Or more generally, ids/queries that have a lot of activity where the queries might take longer
I’d say reduce batch size on that task to 10 and increase the acking-daemon-timeout
in your peer config
and figure out what’s going on with that task. Parallelism will help a bit but I’d want to figure out whether I could improve perf for that task first
thanks Lucas
we’ve got our homework to do
your advice is, as always, tremendously helpful and much appreciated
no worries. I probably should’ve pointed our particular tasks as the issue earlier. After the metrics issue, I was a bit too focused on issues in our code this time around 😄
haha yes i know that feeling
thats part of the issue - knowing where the issue actually is!
we’re slowly building up a flow chart of sorts
for possible things to look for
one thing i do think might be useful is a way to limit the amount of times segments are retried
because now the only way to deal with these 30 is to restart
and hope that they make it through
(until such time as we can do all the longer term fixing)

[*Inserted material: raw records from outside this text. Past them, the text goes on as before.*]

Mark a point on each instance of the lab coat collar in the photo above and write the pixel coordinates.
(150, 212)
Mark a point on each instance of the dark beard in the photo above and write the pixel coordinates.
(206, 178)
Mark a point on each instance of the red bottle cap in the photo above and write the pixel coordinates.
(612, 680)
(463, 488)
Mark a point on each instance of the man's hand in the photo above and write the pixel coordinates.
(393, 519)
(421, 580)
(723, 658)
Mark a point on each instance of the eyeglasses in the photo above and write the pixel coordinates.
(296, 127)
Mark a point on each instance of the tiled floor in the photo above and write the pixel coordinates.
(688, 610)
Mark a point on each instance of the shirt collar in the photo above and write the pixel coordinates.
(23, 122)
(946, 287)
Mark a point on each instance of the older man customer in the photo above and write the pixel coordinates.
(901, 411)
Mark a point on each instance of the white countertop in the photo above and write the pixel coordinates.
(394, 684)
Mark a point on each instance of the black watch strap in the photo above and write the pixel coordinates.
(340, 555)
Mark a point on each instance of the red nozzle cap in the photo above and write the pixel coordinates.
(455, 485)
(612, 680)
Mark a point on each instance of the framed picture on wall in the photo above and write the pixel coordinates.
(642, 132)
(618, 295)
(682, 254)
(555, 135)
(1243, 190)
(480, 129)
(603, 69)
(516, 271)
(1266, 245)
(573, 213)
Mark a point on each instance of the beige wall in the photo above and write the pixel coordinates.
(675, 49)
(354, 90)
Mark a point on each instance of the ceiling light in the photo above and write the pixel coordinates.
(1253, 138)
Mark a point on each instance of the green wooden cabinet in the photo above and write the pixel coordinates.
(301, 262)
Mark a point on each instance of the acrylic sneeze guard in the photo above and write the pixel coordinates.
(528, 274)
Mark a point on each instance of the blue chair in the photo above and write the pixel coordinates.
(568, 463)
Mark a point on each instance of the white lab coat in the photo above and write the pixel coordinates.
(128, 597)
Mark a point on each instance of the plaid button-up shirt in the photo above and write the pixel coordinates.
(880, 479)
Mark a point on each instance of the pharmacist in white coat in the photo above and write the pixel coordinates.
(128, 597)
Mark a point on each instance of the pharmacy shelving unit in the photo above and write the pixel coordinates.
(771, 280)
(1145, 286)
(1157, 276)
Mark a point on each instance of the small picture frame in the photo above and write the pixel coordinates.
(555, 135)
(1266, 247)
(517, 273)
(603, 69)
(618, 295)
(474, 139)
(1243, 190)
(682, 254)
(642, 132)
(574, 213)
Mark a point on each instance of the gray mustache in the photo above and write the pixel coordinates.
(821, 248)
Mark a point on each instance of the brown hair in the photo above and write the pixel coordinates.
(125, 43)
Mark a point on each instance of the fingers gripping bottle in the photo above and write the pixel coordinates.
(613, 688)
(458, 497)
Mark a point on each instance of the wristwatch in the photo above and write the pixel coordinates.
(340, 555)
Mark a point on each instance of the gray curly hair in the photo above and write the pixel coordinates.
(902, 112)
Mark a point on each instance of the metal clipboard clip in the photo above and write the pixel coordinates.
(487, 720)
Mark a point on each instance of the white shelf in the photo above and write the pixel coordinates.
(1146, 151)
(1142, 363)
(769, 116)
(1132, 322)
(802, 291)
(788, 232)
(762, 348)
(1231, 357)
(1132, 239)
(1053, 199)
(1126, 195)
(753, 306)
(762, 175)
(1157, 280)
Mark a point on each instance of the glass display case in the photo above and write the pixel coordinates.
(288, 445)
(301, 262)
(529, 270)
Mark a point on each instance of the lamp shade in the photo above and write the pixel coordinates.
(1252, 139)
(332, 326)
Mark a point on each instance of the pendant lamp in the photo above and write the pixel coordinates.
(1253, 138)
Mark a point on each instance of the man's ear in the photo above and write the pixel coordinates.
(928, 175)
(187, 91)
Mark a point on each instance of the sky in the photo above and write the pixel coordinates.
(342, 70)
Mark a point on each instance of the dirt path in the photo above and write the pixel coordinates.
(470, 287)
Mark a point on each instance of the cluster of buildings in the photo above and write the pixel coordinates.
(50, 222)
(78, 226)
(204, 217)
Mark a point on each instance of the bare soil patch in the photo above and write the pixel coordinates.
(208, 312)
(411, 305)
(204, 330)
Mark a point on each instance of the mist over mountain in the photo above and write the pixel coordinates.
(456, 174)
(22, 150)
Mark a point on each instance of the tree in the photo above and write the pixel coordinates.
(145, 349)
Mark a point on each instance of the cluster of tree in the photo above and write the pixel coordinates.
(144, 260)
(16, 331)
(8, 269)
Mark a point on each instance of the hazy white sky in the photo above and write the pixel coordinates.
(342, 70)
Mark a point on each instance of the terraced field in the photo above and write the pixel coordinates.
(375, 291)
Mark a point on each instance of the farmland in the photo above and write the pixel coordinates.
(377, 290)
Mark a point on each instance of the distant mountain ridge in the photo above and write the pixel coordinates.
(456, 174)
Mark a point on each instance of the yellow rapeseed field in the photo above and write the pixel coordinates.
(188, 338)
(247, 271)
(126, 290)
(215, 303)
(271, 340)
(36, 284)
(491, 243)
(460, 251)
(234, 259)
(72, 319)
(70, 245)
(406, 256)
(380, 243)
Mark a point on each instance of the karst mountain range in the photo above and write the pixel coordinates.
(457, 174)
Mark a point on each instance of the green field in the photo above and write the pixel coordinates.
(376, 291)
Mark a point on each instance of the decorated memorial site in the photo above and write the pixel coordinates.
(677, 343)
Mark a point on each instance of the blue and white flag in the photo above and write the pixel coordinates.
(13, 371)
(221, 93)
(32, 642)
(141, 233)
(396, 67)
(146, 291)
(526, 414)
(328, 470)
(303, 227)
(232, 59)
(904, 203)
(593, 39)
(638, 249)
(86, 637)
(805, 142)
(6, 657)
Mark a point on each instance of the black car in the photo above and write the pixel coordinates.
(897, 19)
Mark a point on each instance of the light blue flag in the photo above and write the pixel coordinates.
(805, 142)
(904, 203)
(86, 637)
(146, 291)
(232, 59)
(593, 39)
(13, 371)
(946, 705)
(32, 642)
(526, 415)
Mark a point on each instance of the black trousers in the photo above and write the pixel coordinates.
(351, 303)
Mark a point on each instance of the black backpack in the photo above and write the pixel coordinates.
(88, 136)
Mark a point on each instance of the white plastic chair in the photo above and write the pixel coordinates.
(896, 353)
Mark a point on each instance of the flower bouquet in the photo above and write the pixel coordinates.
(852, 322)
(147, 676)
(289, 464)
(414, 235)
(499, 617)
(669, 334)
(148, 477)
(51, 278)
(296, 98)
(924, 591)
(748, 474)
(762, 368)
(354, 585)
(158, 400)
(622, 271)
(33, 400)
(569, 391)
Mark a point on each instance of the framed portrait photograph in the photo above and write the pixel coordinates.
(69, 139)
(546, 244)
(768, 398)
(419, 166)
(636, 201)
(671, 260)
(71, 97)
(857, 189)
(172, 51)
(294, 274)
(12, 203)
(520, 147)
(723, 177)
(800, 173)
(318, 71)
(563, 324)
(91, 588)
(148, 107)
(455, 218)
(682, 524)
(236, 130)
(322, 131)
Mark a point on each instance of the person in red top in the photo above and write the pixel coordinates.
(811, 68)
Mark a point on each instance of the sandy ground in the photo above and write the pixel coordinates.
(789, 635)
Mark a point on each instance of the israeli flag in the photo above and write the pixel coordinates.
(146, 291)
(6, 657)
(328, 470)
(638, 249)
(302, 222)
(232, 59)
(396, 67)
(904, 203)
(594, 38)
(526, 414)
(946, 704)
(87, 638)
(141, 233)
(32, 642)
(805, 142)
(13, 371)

Yeah, I’m hesitant to do that by default because it means data loss
but I do understand why you might want that in the short term
if we could specify a max retry count, that would help us to keep a stable system up for the rest of the data
ah, yes, true
I think some kind of exponential backoff might be better
in our world, we already have all the data. we’d just find and re-queue missed txes
though even that is troublesome
we can’t suffer data loss (thank datomic!)
yeah, with kafka it’s similar
at least you can replay that part of the log
we have various improvements in the works that will make this work better
for example, we’re going to track the times that segments are put on their queues, so if queues lag and segments are already being tried we’ll skip them
i’m sure that’d help al ot
it’ll make things recover a lot better in the case of retry storms
we’ll get there
so, you mention data loss. wouldn’t users of less immutable input queues lose data anyway, due to also having to restart?
most of the plugins have some level of durability
for example, with kafka, we checkpoint the where we are in the log so after restart we start back up there
sql we checkpoint column ranges to ZK as we finish them. This is okay, though the DB isn’t immutable so things may change underneath us
nothing we can do about that though
ok - so how does infinite retry vs finite retry play into that?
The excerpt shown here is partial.